Had Azlar known about this entrance before, he would not have wasted his energies tunneling through the earth to reach this chamber. Curious, the mage approached the secret door. It was closed, but Azlar could see no handle or chain. Obviously it could only be opened from beneath. There was something else. A faint sound from under the earth, a dull roar coming from beneath the heavy door. The sound was getting closer. Azlar took several cautious steps back.

The door flew open, nearly bursting from its binges as the monster exploded up from the sub-tunnel below, erupting through the cavern floor to hover high above the soldiers still waging war on each other. Azlar fell to the ground, numb with terror at the apparition before him.

For a second the intruder loomed above the battlefield in all its terrible glory, a creature of pure evil, a legendary denizen of the fabled Underdark, the sphere of many eyes, the great eye tyrants-a beholder.

Its gigantic, spherical body pulsed with power and all-consuming rage, levitating high above the chamber floor. The numerous eyestalks atop its head flailed about, looking in a dozen directions at once. The great central eye darted from side to side, taking in the entire scene. Azlar realized the awful truth. Xiliath had come.

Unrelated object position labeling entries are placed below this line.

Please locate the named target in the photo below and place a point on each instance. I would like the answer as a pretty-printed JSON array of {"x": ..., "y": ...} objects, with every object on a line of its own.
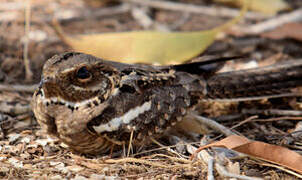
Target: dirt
[{"x": 26, "y": 152}]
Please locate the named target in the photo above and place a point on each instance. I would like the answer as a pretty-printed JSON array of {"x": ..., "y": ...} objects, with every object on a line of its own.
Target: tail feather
[{"x": 270, "y": 80}]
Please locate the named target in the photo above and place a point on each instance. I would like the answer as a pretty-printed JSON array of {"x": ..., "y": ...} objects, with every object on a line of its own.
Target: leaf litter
[{"x": 29, "y": 153}]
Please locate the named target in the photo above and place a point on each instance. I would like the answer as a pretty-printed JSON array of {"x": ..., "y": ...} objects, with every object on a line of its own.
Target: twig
[
  {"x": 245, "y": 121},
  {"x": 28, "y": 72},
  {"x": 279, "y": 119},
  {"x": 255, "y": 98},
  {"x": 20, "y": 88},
  {"x": 88, "y": 14},
  {"x": 213, "y": 124},
  {"x": 140, "y": 14},
  {"x": 11, "y": 6},
  {"x": 73, "y": 15},
  {"x": 270, "y": 24},
  {"x": 222, "y": 171},
  {"x": 283, "y": 169},
  {"x": 275, "y": 112},
  {"x": 130, "y": 143},
  {"x": 212, "y": 11},
  {"x": 211, "y": 169}
]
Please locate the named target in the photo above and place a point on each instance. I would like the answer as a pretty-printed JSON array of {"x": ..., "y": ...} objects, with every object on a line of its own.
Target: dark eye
[{"x": 83, "y": 73}]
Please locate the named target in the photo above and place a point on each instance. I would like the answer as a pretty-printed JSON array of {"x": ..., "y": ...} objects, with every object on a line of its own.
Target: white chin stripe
[{"x": 115, "y": 123}]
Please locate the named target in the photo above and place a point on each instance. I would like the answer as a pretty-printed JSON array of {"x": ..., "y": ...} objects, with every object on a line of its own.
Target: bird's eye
[{"x": 83, "y": 73}]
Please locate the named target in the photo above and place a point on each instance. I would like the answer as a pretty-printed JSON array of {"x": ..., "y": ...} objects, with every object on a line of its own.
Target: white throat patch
[{"x": 115, "y": 123}]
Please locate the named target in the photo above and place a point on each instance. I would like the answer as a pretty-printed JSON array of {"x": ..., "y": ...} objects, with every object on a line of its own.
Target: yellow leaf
[
  {"x": 145, "y": 46},
  {"x": 270, "y": 7}
]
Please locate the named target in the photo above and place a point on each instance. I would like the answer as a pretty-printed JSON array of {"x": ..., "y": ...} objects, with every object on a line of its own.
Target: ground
[{"x": 27, "y": 152}]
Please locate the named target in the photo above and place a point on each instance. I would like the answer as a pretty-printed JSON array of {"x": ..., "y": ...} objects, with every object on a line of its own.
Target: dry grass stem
[
  {"x": 19, "y": 88},
  {"x": 213, "y": 124},
  {"x": 28, "y": 72},
  {"x": 272, "y": 23},
  {"x": 212, "y": 11}
]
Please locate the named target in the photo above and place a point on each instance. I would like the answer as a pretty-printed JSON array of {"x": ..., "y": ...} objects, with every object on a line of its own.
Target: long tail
[{"x": 270, "y": 80}]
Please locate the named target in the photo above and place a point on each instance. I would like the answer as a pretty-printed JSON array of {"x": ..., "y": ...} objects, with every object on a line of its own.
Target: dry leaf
[
  {"x": 289, "y": 30},
  {"x": 270, "y": 7},
  {"x": 146, "y": 46},
  {"x": 267, "y": 152}
]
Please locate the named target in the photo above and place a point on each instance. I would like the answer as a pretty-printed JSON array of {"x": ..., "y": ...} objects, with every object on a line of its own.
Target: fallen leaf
[
  {"x": 146, "y": 46},
  {"x": 267, "y": 152},
  {"x": 270, "y": 7},
  {"x": 289, "y": 30}
]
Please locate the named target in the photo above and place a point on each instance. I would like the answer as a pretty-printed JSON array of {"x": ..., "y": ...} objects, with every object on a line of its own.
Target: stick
[
  {"x": 270, "y": 24},
  {"x": 212, "y": 11}
]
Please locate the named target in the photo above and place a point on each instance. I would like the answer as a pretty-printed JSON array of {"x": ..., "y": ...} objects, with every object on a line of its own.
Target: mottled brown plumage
[{"x": 90, "y": 103}]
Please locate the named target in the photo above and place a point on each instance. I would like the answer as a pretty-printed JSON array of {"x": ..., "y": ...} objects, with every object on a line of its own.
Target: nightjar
[{"x": 91, "y": 104}]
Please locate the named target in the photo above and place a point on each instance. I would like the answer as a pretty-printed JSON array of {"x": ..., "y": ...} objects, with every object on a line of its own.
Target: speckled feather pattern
[{"x": 91, "y": 114}]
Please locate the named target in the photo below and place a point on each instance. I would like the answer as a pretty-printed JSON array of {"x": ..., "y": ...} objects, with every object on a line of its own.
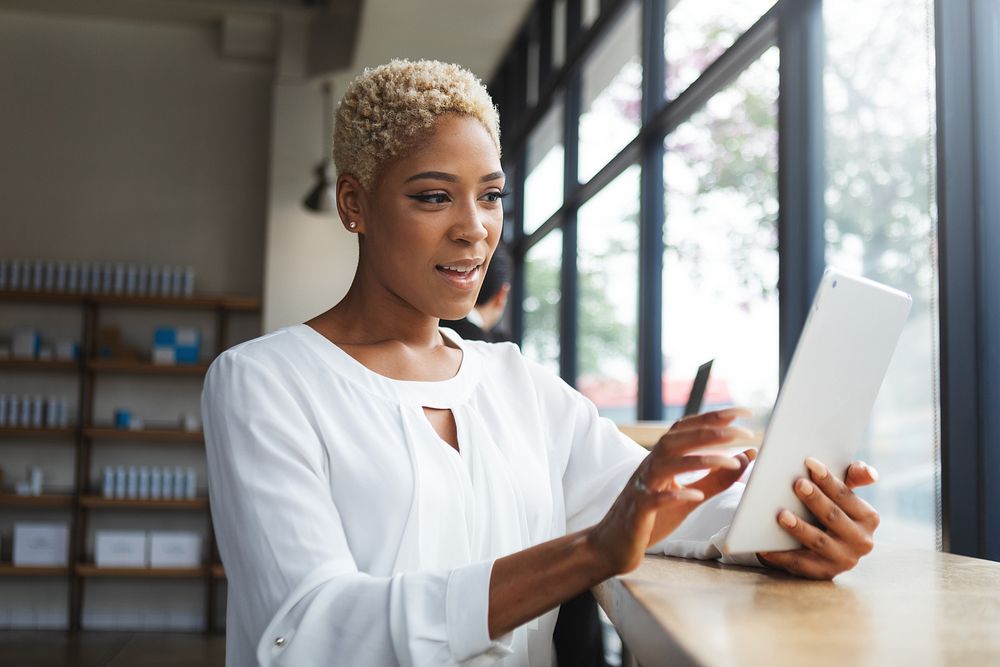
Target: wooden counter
[{"x": 898, "y": 607}]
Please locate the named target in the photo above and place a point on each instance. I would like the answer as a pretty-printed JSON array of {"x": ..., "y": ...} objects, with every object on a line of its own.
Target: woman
[{"x": 385, "y": 492}]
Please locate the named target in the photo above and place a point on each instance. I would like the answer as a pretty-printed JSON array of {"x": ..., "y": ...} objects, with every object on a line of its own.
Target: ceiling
[{"x": 474, "y": 33}]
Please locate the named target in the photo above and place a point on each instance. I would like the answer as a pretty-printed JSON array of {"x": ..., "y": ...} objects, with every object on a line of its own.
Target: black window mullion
[
  {"x": 801, "y": 211},
  {"x": 569, "y": 303},
  {"x": 968, "y": 94},
  {"x": 544, "y": 45},
  {"x": 650, "y": 357}
]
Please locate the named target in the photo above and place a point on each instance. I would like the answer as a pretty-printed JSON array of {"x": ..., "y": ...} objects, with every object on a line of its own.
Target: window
[
  {"x": 720, "y": 264},
  {"x": 612, "y": 95},
  {"x": 880, "y": 146},
  {"x": 608, "y": 297},
  {"x": 542, "y": 272},
  {"x": 720, "y": 208},
  {"x": 543, "y": 186},
  {"x": 697, "y": 32}
]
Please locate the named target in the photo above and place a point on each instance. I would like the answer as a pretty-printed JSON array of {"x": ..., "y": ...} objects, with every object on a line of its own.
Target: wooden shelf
[
  {"x": 143, "y": 435},
  {"x": 91, "y": 570},
  {"x": 11, "y": 570},
  {"x": 44, "y": 500},
  {"x": 38, "y": 433},
  {"x": 100, "y": 502},
  {"x": 243, "y": 303},
  {"x": 137, "y": 367},
  {"x": 38, "y": 365},
  {"x": 201, "y": 301},
  {"x": 30, "y": 296}
]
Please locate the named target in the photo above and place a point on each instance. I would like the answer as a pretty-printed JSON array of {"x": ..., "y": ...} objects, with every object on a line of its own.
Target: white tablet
[{"x": 824, "y": 404}]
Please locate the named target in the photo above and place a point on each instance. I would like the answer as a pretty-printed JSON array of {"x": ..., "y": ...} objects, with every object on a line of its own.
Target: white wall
[
  {"x": 310, "y": 258},
  {"x": 132, "y": 141}
]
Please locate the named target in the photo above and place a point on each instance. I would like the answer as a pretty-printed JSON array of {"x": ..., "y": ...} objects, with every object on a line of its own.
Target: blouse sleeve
[
  {"x": 599, "y": 460},
  {"x": 285, "y": 549}
]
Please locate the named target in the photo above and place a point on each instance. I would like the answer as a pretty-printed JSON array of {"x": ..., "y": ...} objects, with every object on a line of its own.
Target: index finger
[{"x": 675, "y": 442}]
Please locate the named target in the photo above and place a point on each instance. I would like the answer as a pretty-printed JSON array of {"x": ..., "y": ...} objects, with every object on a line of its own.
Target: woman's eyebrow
[{"x": 452, "y": 178}]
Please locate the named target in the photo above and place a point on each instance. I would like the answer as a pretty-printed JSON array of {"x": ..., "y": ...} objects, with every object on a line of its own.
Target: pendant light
[{"x": 322, "y": 197}]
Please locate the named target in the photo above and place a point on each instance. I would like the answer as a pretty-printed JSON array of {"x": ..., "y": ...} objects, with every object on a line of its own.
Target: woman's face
[{"x": 435, "y": 217}]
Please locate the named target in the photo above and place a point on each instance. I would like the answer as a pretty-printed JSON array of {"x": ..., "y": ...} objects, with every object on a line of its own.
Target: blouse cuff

Without a warning, without a word, Xiliath, unleashed his wrath on the battle. A magical fear descended on the combatants, creating terror among friend and foe alike. The steadfast discipline of the two armies, their unshakable morale, broke like a dam before the flood as a wave of panic washed over the assembled troops. Soldiers from both sides threw down their weapons and ran screaming from the cavern, completely oblivious to anything other than the unimaginable levitating horror that had emerged from beneath the cavern floor.

As the men scattered like insects under an angry boot, the eyestalks atop Xiliath's body unleashed their rays of destruction, choosing targets without any regard to allegiance or loyalty. Those struck by the rays rarely survived. Some collapsed into a comatose sleep, trampled under the feet of the fleeing mob. Others were hurled through the air by unseen forces and smashed against the cavern walls, their limbs twisted and shattered.